Through the majority of April, UDR’s new lease rates increased by 2.8 percent year-over-year and rates on renewals were up 6.7 percent. Renewal increases sent out for the second quarter average 6.5 percent to seven percent. And, although annualized turnover during the first quarter increased by 310 basis points year-over-year to 46 percent, the 40-year-old REIT is having no trouble leasing those vacated apartments to residents with better credit and higher incomes.

Across its coast-to-coast portfolio, UDR saw move-outs due to rent increase rise to about seven percent of the reasons for move-out in Q1, compared to about six percent last year. But, in Boston, the REIT saw move-outs due to rent hikes increase to 18 percent of the reasons for departure, compared to six percent last year.

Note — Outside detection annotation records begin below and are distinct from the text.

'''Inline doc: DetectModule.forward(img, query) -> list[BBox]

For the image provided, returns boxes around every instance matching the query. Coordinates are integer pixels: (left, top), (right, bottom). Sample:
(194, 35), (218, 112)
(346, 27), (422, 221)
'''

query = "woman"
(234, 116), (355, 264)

“What’s really happening there is two years ago people were able to move in, because the peak to trough drop was so great they got a deal basically and they’ve been moving back out and going back down to B product instead of living in our A communities,” Davis explained.

UDR spent a good portion of Q1 firming up occupancy, which stood at 96.1 percent as of the end of April, putting the REIT in a good position to drive rents in the peak season.